As a tool set, moving averages and exponential moving averages are a lagging indicator. How can they not be? Their calculation is based on historical price data, and only gives us the level of the average transaction in the period that has passed. All they tell us, is where traders add to their positions, until suddenly, they don’t. When an EMA loses its trend, price simply stops respecting it, confirming that there are no more transactions happening at this particular average. Something has to happen before traders will respect this EMA again.
The Basic Principle
Therefore, the first thing you have to learn, is how you can spot that an EMA trend is starting, how to confirm that it is still alive, and how to know when is has ended. We’ll have to start with the basics:
The key principle to trend, is the understanding that EMA9 trends originate out of EMA50 consolidations/corrections, and when an EMA9 trend ends, price consolidates or retraces back to the EMA50 on the timeframe where the EMA9 trend first manifested. Then, when price no longer respects the EMA50, the governing trend has ended, and we have to shift to a higher timeframe.
For this first article, I want to share specifically how I confirm trend and use EMA’s to decide if I should cut a position or keep trailing. The same principle applies to SMA’s.
Here is the chart I will be using for this instruction.

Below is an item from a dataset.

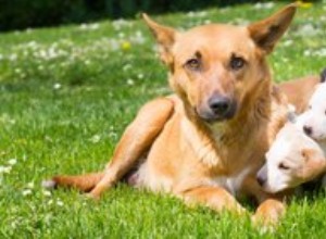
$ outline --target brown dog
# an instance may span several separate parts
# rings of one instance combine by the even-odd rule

We have a decent EMA50 consolidation on the left hand side, and it is easy to see that the new EMA9 trend started after a pull back into EMA50. Things always look easy on hindsight, but when following price data in real time, looking for a setup, things are rarely easy to spot. So let me give you the parameters that I use when a setup like this is forming.
First Event: the EMA9 Trend Ends.
Before price can start a consolidation or a pull back into EMA50, the first thing that needs to happen, is that the EMA9 trend ends.
Let me show you in detail what that looks like:
The above chart shows a healthy uptrend. When price reaches a resistance level, the first pull back is always into the EMA9. We see an indecision candle, but price respected the EMA9 on this first test. The candle itself gives us reasons to be cautious, but the EMA9 trend hasn’t ended yet. In fact, there are transactions happening, and price may recover to the upside.